Nasz kapral to podobny do naszej belferki Gorcowej z Rokicic. Gada, wrzeszczy, denerwuje się, a i tak nie wiadomo o co mu chodzi. Trochę się z początku na mnie zawziął i kazał biegać w samym podkoszulku, w deszczu, po placu apelowym. Dostał jednak raz ode mnie szklankę tego samogonu od wujka Franka i go o mało szlag nie trafił. Ganiał potem cały czerwony na pysku po tym samym placu, a potem przez pół dnia nie wychodził z kibla. Kazał mi następnego dnia rano butelkę tego frankowego samogonu do samego dna wypić. Na ex. No i co? I nic! Normalny samogon, taki jaki znam od dziecka. Kapral gapi się teraz na mnie podejrzliwie, ale mam już święty spokój. Powiedzcie wszystkim, że to całe wojsko to super sprawa. Niech szybko przyjeżdżają i się zapisują, póki są jeszcze wolne miejsca.
Całuję Was wszystkich mocno ( a szczególnie mojego Zdziśka )
tak sie od początku domyślałem Ale tekścior niezły
niezłe
hehe dawno mi nic tak humorku nie poprawiło. Dobre..

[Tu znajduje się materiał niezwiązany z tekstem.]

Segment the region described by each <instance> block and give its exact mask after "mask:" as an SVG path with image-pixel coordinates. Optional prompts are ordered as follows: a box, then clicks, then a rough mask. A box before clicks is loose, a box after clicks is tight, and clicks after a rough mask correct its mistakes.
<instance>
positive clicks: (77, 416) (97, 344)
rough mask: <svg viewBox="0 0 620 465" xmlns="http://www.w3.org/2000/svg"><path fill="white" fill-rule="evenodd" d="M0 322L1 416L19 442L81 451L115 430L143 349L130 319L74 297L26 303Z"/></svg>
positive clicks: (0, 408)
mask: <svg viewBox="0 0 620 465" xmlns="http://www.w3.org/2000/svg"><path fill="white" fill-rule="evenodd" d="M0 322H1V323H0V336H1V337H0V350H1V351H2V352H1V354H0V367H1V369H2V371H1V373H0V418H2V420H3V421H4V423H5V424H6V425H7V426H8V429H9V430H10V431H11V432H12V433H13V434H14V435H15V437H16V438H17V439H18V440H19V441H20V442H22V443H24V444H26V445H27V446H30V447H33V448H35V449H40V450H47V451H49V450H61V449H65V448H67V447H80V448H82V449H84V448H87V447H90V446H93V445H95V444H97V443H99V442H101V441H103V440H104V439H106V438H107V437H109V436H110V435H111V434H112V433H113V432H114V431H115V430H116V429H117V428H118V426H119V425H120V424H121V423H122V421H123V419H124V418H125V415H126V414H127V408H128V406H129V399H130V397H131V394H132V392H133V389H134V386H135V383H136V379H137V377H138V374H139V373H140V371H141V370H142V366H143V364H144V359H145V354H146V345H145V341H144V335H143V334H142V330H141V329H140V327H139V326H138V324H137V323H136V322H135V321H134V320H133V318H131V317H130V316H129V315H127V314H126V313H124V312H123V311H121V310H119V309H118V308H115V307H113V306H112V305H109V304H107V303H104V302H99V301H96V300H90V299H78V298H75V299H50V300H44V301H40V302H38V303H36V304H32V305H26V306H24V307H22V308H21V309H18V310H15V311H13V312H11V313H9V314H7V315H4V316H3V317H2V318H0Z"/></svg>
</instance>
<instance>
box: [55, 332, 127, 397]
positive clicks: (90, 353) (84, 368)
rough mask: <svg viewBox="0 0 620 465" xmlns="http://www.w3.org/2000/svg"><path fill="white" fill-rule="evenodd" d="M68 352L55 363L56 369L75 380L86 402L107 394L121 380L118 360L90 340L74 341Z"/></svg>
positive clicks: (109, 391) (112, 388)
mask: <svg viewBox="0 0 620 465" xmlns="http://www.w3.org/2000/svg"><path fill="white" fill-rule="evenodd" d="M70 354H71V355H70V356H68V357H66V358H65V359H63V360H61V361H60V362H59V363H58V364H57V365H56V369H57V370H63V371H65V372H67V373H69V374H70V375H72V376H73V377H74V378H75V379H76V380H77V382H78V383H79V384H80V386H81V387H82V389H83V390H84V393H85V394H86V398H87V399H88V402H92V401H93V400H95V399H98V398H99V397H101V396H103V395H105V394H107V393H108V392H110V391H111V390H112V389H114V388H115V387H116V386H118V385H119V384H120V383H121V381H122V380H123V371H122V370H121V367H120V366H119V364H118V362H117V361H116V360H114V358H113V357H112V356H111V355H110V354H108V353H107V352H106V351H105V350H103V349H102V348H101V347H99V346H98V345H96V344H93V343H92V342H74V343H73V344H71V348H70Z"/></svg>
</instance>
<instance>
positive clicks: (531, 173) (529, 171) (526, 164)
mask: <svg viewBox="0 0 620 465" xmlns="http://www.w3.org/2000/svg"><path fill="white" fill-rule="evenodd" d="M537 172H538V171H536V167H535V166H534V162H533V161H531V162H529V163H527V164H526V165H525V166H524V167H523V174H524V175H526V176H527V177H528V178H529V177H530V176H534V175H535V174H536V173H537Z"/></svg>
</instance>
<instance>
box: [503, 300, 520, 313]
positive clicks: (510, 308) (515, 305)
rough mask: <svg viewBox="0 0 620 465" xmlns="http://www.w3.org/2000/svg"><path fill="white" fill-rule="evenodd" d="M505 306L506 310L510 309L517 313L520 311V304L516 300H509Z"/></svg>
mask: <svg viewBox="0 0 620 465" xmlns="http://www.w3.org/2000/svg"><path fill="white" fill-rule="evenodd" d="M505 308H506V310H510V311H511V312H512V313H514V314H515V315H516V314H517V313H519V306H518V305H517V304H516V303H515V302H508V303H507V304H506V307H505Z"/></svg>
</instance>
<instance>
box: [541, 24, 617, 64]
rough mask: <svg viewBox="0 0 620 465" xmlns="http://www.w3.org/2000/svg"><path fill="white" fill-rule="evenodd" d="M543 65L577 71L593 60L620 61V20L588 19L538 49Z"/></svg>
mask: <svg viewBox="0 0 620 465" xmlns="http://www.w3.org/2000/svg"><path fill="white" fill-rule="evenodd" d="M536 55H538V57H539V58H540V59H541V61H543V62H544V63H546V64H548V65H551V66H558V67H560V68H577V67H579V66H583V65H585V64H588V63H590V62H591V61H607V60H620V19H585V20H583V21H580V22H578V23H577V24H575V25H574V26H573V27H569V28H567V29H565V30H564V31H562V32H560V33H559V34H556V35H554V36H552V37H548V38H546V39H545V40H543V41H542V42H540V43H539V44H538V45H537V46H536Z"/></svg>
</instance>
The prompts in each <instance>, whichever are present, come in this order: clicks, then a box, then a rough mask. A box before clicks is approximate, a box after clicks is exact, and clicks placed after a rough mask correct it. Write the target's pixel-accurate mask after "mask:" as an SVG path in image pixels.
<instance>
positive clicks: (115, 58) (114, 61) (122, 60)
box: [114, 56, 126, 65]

Koniec roku szkolnego. Pod wieczór matka zagląda do pokoju córeczki i znajduje na łóżku następujący liścik:
Droga Mamo: Nareszcie koniec szkoły. Dla mnie już na zawsze. Jestem od dawna zakochana i postanowiliśmy z moim chłopakiem wreszcie "się urwać". Wiem, że Tobie się to nie spodoba, ale on jest taki słodki! Te jego tatuaże i percing na każdym skrawku ciała... A ten jego motocykl! Ali (tak nazywa się mój miły) twierdzi, że jazda na nim w kasku to grzech. Ali jest kompletnie na moim punkcie zwariowany. Mówi, że go uratowałam, bo ten alkohol by go w końcu zabił... Aha, i najważniejsze. Będziesz miała wnuka! Tak się cieszę! Kolega Alego ma gdzieś w lesie drewnianą chatkę. Trzeba ją wyremontować i nie ma w niej światła ani wody, ale to będzie nasz nowy dom. Nie martw się! Będziemy mieli z czego żyć. Ali ma kapitalny pomysł. Będziemy uprawiać marihuanę i sprzedawać ją w mieście. Ma być z tego kupa forsy. Tak się cieszę! I nie martw się, proszę. Wkrótce będę miała 14 lat i naprawdę mogę na siebie sama uważać. Mam tylko nadzieję, że szybko pojawi się ta szczepionka przeciwko AIDS. Alemu bardzo by to pomogło...
-Twoja ukochana córeczka.
P.S. Wszystko bzdura!!! Jestem u Krychy i oglądamy telewizję. Chciałam Ci tylko uświadomić , że są gorsze rzeczy niż to świadectwo, które znajdziesz na nocnym stoliku. Buziaczki!!!